Could you please help me understand why the current solution takes so much time, whereas the previous one (v1.28.0) didn't? I'm curious, because a similar change might need to be implemented in Forest as well (or not), which does this, currently, relatively fast (code for reference)
I think you're doing a call out to drand here, right? https://github.com/ChainSafe/forest/blob/5fd1ec506ee7db4d83fa8aca14338429bf11938c/src/rpc/methods/state.rs#L1755
Previously Lotus did this, but the client configs were removed for mainnet, so we only have client configs for quicknet.
There's a couple of issues with this:
It doesn't scale, because it requires drand to be maintaining those networks in perpetuity, which isn't the case. Prior to Filecoin mainnet launch (proper), between epochs 0 and 51000
, we used the "incentinet" drand network, which has apparently been down for years now, so requesting those beacons isn't going to work anyway (and the incentinet client configs were removed long ago from Lotus anyway, so asking for those epochs would have returned an error like the one you experienced that raised this issue in the first place!). You don't notice this in your testing because CalibrationNet is newer than incentinet so only uses drand mainnet and now quicknet. Eventually drand mainnet is going to go away too, so those beacons will stop responding too.
The other problem is that we have a mismatch on some epochs between the drand epoch and the filecoin epoch. It only got super strict by NV15, and during NV14 it was off-by-one. So we've had to decide what StateGetBeaconEntry
is supposed to do - get the precise drand beacon entry for that filecoin epoch? Or get that drand beacon entry that would have been used for that epoch because it got baked into the blocks? We've chosen to go with that approach, because it also matches what would be used if you were to use get_beacon_randomness
from a smart contract. The exact historical behaviour was summarised in filecoin-project/FIPs#1054 after I ended up having to work through it all.

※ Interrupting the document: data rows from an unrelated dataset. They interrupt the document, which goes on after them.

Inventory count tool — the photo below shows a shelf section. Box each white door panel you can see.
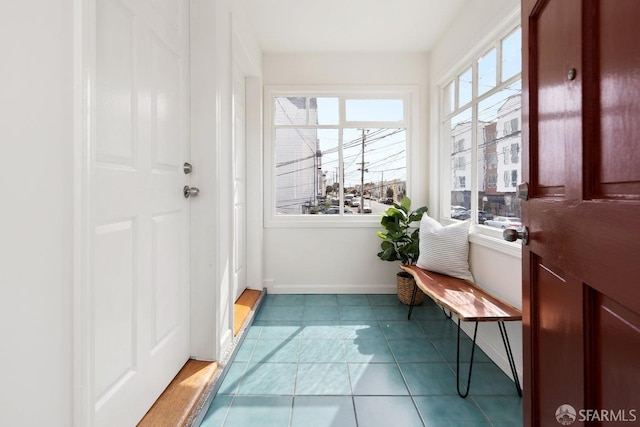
[89,0,190,426]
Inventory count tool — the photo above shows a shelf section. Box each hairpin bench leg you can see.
[456,319,478,398]
[407,283,418,320]
[498,322,522,397]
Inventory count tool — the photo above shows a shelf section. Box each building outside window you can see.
[441,27,522,227]
[269,91,412,218]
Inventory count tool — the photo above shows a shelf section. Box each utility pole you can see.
[360,128,367,212]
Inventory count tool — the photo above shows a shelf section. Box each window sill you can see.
[265,214,381,228]
[440,218,522,259]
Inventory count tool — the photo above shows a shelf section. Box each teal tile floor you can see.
[201,295,522,427]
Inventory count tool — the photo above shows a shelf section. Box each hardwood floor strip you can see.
[233,289,261,337]
[138,359,218,427]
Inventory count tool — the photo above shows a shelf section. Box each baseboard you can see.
[265,282,398,294]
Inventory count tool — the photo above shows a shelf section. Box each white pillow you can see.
[416,214,473,282]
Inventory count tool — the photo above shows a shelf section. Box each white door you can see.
[233,61,247,301]
[88,0,190,427]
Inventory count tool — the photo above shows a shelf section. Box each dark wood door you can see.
[522,0,640,427]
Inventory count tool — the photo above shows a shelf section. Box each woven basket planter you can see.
[396,271,424,305]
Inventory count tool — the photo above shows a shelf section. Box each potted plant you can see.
[378,197,428,304]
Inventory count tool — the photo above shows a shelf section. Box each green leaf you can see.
[409,206,427,222]
[400,197,411,212]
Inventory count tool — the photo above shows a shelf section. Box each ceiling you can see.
[234,0,470,53]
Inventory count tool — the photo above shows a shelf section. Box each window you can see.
[441,27,522,229]
[269,90,410,219]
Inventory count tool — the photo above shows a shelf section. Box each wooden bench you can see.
[400,265,522,398]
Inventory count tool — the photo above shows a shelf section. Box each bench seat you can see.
[400,265,522,322]
[400,265,522,398]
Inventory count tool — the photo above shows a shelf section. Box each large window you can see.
[269,91,409,218]
[442,27,522,232]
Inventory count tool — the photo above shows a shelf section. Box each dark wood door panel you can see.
[529,0,582,196]
[527,199,640,312]
[522,0,640,427]
[532,257,584,426]
[596,0,640,199]
[586,294,640,416]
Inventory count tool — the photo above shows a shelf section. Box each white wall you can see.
[263,53,429,293]
[429,0,522,379]
[0,0,75,427]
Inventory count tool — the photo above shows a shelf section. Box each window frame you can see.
[263,85,419,228]
[432,11,522,258]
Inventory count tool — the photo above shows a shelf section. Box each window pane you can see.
[478,48,497,95]
[478,81,522,228]
[343,128,407,214]
[458,68,473,107]
[444,108,472,219]
[345,99,404,122]
[275,128,338,215]
[274,96,306,125]
[316,98,340,125]
[442,80,456,114]
[501,28,522,81]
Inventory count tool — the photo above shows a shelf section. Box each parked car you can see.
[324,206,353,215]
[478,211,493,224]
[451,206,471,219]
[484,216,522,230]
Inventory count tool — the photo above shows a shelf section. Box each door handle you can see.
[182,185,200,199]
[502,227,529,246]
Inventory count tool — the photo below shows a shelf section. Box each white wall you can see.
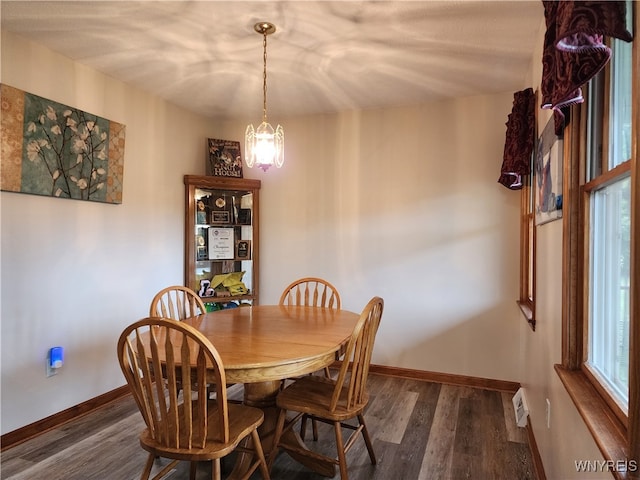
[520,15,612,480]
[0,29,523,433]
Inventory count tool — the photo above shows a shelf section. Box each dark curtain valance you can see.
[540,0,633,134]
[498,88,536,190]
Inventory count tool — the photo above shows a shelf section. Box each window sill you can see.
[516,300,536,332]
[555,365,637,480]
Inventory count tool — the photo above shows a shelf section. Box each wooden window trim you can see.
[555,5,640,480]
[516,117,538,332]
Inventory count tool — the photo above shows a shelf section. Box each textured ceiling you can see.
[1,0,543,123]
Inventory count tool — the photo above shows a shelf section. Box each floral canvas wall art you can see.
[0,85,125,203]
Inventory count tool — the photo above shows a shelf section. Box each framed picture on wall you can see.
[207,138,242,178]
[533,117,563,225]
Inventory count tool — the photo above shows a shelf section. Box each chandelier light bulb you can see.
[244,22,284,172]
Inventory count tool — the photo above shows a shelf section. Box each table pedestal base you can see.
[229,380,336,478]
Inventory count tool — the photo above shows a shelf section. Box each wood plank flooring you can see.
[0,374,535,480]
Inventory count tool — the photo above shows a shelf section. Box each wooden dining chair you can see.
[269,297,384,480]
[278,277,342,377]
[278,277,342,440]
[149,285,207,320]
[118,318,269,480]
[279,277,341,310]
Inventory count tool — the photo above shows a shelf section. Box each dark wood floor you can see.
[0,374,535,480]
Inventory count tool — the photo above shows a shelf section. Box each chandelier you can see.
[244,22,284,172]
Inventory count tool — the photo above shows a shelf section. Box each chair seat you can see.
[140,402,264,461]
[276,376,369,422]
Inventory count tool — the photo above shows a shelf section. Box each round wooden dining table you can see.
[184,305,360,477]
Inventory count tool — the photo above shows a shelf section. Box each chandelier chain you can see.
[262,30,267,122]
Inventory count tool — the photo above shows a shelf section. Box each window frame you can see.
[555,2,640,480]
[517,149,537,332]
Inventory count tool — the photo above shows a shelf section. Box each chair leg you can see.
[358,414,377,465]
[251,429,270,480]
[333,422,349,480]
[300,415,307,441]
[140,453,156,480]
[211,458,221,480]
[267,408,287,469]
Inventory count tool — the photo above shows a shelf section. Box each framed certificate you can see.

So, if you want to match Lotus precisely on this API you're going to have to fish around in tipsets to find beacon entries using that same algorithm for historic look-ups. Then if you want to be even more comprehensive in testing compatibility you could look at null and non-null rounds within each of the main periods of beacon history: pre-nv13, nv13, nv14, post-nv14 and then post-quicknet which was 120 epochs after nv23. Probably unnecessary, however, given FIP-0095, it's now possible for smart contracts to reach back in history for these beacons, so it'll end up being a consensus issue if Forest is providing different entries to Lotus and someone writes a contract that goes back into these periods. (Also depends on how you're exposing the beacon lookups to that syscall, maybe that's different to how you're serving StateGetBeaconEntry
?).
I'd be interested to know if you come up with an efficient and dependable way to establish the epoch->tipset mapping, both on startup and continuously.